Horizon.

How Horizon works

Every number in Horizon comes from a deterministic formula — no black boxes, no AI guesswork. Here's exactly what the model does.

The simulation model

Horizon runs a year-by-year simulation from your current age to your planning end age. Each year is classified into one of three phases: Earning (before retirement), Retired (between retirement age and planning end age), or Dead (simulation ends, portfolio set to zero).

In each year, the model grows the portfolio by the weighted return for that phase, adds income (if earning), subtracts spending (if retired), and produces an end-of-year balance. That balance becomes the start of the next year.


Portfolio calculations
Earning phase

During earning years, any withdrawal from the portfolio is grossed up for tax — if you withdraw $100 and the blended tax rate is 25%, the model withdraws $133.33 to net $100 after tax. Income contributions are added post-tax.

End = Start × (1 + earningReturn)
− extraWithdrawal ÷ (1 − taxRate)
+ annualIncome
Retirement phase

In retirement, spending is treated as already post-tax — no gross-up.
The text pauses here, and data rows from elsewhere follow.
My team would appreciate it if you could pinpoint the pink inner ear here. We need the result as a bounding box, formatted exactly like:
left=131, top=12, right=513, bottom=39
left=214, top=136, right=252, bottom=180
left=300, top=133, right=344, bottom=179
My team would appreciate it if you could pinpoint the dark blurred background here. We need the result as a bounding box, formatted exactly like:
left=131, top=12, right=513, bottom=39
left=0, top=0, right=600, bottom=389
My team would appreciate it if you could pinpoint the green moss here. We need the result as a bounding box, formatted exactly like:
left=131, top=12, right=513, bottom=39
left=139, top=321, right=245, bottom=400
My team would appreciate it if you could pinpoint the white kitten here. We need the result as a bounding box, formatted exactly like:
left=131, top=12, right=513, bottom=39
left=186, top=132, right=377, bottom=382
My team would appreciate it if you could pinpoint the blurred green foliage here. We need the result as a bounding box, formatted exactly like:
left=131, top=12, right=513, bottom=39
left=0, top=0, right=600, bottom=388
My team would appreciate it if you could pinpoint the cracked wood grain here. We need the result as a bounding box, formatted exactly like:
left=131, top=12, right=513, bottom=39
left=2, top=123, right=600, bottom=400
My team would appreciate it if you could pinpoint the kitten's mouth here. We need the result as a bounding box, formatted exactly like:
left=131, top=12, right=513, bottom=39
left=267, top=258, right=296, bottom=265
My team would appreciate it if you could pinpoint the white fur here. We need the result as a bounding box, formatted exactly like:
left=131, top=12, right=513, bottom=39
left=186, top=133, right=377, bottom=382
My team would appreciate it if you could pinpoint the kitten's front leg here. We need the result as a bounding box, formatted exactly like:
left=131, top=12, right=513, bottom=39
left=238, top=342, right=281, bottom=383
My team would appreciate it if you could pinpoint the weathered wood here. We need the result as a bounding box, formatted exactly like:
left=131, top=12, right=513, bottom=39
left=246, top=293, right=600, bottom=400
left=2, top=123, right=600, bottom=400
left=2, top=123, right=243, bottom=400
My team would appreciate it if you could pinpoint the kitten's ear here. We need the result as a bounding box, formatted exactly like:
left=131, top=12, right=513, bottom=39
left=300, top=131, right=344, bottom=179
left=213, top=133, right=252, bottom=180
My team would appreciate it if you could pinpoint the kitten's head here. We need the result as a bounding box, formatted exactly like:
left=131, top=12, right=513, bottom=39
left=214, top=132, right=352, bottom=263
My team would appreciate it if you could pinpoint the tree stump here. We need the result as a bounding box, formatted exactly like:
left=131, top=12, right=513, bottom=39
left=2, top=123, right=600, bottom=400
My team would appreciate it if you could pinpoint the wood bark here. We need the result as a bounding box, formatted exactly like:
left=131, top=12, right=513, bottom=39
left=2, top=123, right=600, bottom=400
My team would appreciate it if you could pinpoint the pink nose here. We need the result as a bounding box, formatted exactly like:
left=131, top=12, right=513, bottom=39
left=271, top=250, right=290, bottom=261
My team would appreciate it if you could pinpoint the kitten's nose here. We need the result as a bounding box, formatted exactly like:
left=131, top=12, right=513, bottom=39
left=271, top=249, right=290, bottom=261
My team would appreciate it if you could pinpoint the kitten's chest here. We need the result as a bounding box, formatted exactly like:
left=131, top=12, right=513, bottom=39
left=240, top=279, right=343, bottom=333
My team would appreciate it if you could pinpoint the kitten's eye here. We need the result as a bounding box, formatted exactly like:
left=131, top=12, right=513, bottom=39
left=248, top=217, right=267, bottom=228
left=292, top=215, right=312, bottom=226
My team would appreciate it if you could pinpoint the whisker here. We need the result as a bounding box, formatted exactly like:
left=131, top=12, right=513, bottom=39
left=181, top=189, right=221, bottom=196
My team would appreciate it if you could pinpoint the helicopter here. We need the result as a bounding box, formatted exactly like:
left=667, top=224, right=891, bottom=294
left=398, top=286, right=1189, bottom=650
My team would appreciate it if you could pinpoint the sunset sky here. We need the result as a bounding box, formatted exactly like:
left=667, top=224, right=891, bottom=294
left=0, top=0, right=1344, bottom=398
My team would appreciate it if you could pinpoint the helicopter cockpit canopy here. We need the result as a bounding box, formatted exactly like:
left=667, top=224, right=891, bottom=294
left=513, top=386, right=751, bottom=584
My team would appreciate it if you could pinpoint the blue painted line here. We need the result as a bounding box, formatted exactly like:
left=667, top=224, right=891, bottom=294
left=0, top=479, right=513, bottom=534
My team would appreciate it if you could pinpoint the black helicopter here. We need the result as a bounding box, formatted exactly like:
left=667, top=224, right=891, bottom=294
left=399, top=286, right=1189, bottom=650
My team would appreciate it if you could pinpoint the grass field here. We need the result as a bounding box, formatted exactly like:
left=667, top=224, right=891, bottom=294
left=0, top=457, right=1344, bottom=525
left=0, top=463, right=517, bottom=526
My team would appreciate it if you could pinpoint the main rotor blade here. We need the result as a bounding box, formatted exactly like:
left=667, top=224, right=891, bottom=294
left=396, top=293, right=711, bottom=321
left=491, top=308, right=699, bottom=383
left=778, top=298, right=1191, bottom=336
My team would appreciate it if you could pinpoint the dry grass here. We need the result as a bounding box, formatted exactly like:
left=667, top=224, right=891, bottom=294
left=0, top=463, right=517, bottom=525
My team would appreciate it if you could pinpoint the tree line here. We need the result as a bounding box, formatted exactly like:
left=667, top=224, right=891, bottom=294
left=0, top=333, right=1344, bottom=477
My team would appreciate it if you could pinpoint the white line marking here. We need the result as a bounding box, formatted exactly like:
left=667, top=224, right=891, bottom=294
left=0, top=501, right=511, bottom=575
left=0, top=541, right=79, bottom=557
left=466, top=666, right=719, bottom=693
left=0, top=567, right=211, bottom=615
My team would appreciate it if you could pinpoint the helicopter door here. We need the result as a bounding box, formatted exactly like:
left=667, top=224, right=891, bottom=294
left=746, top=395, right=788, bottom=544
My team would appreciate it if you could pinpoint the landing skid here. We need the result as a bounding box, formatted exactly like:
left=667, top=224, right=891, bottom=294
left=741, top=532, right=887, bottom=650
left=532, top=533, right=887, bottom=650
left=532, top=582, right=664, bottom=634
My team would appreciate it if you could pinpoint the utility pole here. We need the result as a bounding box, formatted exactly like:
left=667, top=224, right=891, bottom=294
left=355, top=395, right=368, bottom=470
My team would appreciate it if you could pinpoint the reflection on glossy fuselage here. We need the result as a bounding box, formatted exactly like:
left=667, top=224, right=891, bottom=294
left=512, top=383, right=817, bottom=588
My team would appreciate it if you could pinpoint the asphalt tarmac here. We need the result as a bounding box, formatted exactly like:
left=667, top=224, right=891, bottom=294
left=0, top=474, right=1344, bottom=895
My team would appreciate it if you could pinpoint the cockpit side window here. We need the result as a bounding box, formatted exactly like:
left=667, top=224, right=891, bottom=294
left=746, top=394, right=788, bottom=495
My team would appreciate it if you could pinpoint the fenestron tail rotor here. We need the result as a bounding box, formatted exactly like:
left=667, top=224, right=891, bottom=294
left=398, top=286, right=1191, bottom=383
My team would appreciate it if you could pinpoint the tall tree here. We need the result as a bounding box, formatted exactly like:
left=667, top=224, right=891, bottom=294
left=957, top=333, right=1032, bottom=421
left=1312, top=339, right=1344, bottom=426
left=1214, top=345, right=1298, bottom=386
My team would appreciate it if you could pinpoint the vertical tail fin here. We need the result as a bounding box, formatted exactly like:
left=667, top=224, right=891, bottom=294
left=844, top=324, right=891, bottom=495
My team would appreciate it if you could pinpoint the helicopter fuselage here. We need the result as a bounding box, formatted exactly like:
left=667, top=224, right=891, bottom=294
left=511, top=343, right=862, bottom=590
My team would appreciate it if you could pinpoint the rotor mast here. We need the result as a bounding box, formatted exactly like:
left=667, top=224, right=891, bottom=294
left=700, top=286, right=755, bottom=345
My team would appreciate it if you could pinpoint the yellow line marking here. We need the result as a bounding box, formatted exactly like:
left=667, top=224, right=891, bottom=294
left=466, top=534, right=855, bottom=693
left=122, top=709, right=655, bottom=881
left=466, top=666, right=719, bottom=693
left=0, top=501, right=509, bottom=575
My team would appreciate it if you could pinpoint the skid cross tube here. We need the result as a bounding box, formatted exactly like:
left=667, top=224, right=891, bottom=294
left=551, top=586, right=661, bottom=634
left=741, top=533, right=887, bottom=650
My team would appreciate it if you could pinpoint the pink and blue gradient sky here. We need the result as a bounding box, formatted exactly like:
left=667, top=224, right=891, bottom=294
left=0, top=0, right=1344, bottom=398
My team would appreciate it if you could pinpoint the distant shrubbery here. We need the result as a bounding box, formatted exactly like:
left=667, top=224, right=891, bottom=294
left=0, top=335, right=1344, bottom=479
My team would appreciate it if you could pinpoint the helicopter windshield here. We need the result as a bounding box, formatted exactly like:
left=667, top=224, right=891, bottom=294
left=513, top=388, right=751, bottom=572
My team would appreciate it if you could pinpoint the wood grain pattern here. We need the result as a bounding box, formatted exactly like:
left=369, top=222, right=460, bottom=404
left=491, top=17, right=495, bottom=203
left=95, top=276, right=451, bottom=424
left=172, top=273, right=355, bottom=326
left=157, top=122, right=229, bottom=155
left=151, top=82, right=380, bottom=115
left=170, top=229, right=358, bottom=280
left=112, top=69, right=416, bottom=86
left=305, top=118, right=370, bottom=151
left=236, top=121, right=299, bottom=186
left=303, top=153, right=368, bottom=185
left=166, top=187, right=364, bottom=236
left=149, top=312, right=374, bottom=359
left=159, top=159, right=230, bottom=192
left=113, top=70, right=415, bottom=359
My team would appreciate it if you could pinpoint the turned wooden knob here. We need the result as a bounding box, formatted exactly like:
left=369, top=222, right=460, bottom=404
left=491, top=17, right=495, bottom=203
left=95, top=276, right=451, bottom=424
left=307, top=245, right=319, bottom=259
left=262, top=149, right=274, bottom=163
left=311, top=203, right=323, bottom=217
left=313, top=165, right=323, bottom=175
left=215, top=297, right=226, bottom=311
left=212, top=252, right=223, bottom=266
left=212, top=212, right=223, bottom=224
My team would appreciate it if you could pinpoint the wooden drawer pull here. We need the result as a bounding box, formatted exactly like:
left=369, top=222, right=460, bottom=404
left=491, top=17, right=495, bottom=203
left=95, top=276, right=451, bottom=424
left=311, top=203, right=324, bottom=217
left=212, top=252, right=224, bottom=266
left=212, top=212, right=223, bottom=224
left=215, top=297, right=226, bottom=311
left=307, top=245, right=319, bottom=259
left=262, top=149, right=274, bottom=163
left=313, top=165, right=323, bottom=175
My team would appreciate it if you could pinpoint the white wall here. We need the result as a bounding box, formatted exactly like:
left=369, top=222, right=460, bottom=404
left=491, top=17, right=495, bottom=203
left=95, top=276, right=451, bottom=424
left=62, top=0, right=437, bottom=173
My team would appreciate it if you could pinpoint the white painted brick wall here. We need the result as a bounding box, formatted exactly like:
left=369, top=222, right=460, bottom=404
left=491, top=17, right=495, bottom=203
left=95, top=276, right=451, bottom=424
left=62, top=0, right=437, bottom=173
Spending starts at your retirement spending figure projected to retirement-year dollars via inflation, then grows by the inflation rate each subsequent year.

End = Start × (1 + retirementReturn)
− annualSpending
− extraWithdrawal

Blended rates

When you configure multiple asset classes, Horizon computes a single blended rate from them:

earningReturn = Σ(returnRate × weight) ÷ Σ(weight)
retirementReturn = Σ(returnRate × weight) ÷ Σ(weight)
withdrawalTaxRate = Σ(taxRate × weight) ÷ Σ(weight)

All weights must sum to 100%. The model validates this before running.


Key assumptions
Model typeDeterministic — no Monte Carlo, no stochastic returns
InflationApplied annually to retirement spending only
Tax gross-upApplied to withdrawals during earning phase only
Income growthSalary growth rate applied annually to monthly contribution
Retirement spendingEntered in today's dollars; inflated to retirement-year dollars at start of retirement
Portfolio floorCharts display zero (never negative); warnings shown in table
Planning end ageNot a mortality prediction — the age to which you want to ensure solvency

Not financial advice

Horizon is a planning tool, not a financial advisor. All projections are illustrative and based on fixed assumed rates of return. Real markets are volatile — actual returns will differ from projections. Consult a qualified financial professional before making investment or retirement decisions.